The Red Pyramid, named for the light crimson hue of its exposed granite surface, is the largest of the three major pyramids located at the Dahshur necropolis, and the third largest Egyptian pyramid, after those of Khufu and Khafre at Giza. At the time of its completion, it was the tallest man-made structure in the world. It is also believed to be the world's first successful attempt at constructing a "true" smooth-sided pyramid.

The Red Pyramid was not always red. It used to be cased with white Tura limestone, but only a few of these now remain at the pyramid's base on the corner. During the Middle Ages much of white Tura limestone was taken for buildings in Cairo, revealing the reddish pinkish limestone.

History
It was constructed during the reign of Old Kingdom Pharaoh Sneferu, whose final resting place some suggest it may have been, and is located approximately one kilometer to the north of the Bent Pyramid. It is built at the same shallow 43 degree angle as the upper section of the Bent Pyramid, which gives it a noticeably squat appearance compared to other Egyptian pyramids of comparable scale.

Archaeologists speculate that the reason for this may be an outcome of engineering crises experienced during the construction of Sneferu's two earlier pyramids. The first of these, the Pyramid at Meidum collapsed in antiquity, while the second — the Bent Pyramid — had the angle of its inclination dramatically altered — from 54 to 43 degrees — part-way through construction.

Some archaeologists now believe that the Meidum pyramid was the first attempt at building a smooth-sided pyramid, and that it may have collapsed when construction of the Bent Pyramid was already well underway — and that that pyramid may by then have already begun to show alarming signs of instability itself, as evidenced by the presence of large timber beams supporting its inner chambers. The outcome of this was the change in inclination of the Bent Pyramid, and the commencement of the later Red Pyramid at an inclination known to be less susceptible to instability and therefore less susceptible to catastrophic collapse.

Modern day
The Red Pyramid is 104 m in height (341 feet). A rare pyramidion, or capstone, for the Red Pyramid has been uncovered and reconstructed, and is now on display at Dahshur — however whether it was actually ever used is unclear, as its angle of inclination differs from that of the pyramid it was apparently intended for.
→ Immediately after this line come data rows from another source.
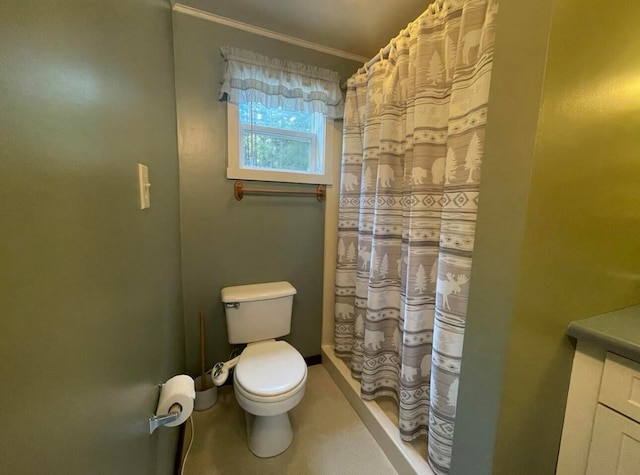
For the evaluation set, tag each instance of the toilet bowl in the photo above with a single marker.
(270, 375)
(269, 380)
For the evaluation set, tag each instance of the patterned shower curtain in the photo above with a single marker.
(413, 140)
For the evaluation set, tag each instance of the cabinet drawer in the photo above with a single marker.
(620, 388)
(615, 447)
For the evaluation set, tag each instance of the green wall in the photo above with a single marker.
(228, 242)
(90, 299)
(565, 245)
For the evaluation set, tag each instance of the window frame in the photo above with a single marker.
(236, 171)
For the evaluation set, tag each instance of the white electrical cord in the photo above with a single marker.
(184, 461)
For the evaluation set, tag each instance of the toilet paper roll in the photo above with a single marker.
(178, 390)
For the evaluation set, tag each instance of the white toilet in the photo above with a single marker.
(270, 376)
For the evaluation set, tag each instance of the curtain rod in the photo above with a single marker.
(433, 8)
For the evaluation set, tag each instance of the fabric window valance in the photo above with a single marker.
(277, 83)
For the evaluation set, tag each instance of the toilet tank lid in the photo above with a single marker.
(247, 293)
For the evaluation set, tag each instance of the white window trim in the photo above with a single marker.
(235, 172)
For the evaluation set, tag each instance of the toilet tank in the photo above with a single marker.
(258, 311)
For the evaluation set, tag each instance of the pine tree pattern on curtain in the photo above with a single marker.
(412, 148)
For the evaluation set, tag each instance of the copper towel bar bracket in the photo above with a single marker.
(239, 190)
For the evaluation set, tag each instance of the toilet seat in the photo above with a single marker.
(269, 369)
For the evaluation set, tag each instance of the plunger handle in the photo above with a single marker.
(203, 380)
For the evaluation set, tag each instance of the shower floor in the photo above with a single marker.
(380, 418)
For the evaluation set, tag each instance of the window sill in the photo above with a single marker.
(278, 176)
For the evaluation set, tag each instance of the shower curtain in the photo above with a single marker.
(413, 140)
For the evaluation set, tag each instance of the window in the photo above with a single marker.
(280, 118)
(273, 144)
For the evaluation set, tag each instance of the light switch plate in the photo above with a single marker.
(143, 179)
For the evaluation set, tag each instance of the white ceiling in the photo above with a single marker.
(357, 26)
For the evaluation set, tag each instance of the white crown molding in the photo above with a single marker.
(178, 7)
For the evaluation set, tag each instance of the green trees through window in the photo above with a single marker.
(277, 139)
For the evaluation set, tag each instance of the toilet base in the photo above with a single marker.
(268, 436)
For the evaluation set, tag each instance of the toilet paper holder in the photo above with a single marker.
(164, 419)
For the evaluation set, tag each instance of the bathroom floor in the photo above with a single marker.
(329, 437)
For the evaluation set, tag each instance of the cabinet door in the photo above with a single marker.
(615, 446)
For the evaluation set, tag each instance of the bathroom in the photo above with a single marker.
(100, 300)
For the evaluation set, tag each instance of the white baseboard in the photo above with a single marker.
(404, 458)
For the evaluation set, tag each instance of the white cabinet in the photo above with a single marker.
(615, 446)
(601, 434)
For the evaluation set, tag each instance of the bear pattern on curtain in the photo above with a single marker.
(412, 148)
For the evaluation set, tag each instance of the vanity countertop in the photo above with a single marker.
(618, 331)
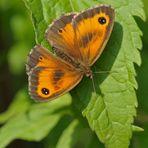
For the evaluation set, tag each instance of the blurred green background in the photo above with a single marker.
(16, 40)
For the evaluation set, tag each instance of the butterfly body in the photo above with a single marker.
(78, 40)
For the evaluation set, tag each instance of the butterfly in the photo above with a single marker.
(78, 40)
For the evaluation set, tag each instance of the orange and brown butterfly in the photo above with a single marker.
(78, 40)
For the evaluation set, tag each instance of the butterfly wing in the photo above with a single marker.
(60, 35)
(83, 36)
(49, 77)
(92, 30)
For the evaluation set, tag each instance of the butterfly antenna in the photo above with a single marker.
(104, 72)
(94, 88)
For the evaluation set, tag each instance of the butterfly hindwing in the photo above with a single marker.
(49, 77)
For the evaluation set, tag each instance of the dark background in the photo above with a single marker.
(16, 40)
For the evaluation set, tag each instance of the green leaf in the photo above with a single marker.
(69, 135)
(109, 112)
(33, 123)
(137, 129)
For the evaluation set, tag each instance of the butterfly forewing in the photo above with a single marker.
(92, 30)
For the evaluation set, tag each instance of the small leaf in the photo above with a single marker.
(68, 137)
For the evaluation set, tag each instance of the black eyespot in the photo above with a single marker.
(45, 91)
(41, 58)
(102, 20)
(60, 30)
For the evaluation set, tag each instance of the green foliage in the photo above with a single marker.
(109, 113)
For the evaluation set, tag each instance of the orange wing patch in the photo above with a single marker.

The Red Pyramid is one of the very few Egyptian pyramids to which members of the general public can gain comparatively unregulated interior access. An entrance high on the north side gives access to a 200 foot (62m) long passage that is inclined downwards at an angle of around 27°. The passage itself measures only approximately three feet (91cm) in height and approximately four feet (1.23m) in breadth. At the bottom of the passage is a short corridor leading to the first chamber which rises to a height of 40 feet (12.3m). It boasts a fine eleven-course corbel-vaulted ceiling. At the southern end of the chamber another short corridor leads to the second chamber, which has similar dimensions to the first and also features a corbelled ceiling. This chamber lies directly beneath the apex of the pyramid. A wooden staircase of modern construction at the southern end of this chamber leads to a third and final chamber, which is believed to be the burial chamber. This also features a corbelled ceiling rising to around 15 m (50 feet). Local residents refer to the Red Pyramid as el-haram el-watwat, meaning the Bat Pyramid

 
Just next to the Red Pyramid is the Bent-Pyramid of King Sneferu

The first attempt to build a smooth sided pyramid - which has withstood the test of time - was by King Sneferu (2613-2589 BC) at Dahshur, just to the south of the main pyramids at Giza. It is known as the Bent-Pyramid due to the way the architects changed the angles of the sides halfway through.

No one really knows the reason for this but one suggestion is that a nearby pyramid at Meidum, which was also being built with smooth sides, collapsed while the Bent-Pyramid was being built. This prompted the architects to realise their mistake and change the angle of the sides. Had the original angle been completed it would have surely collapsed at some point.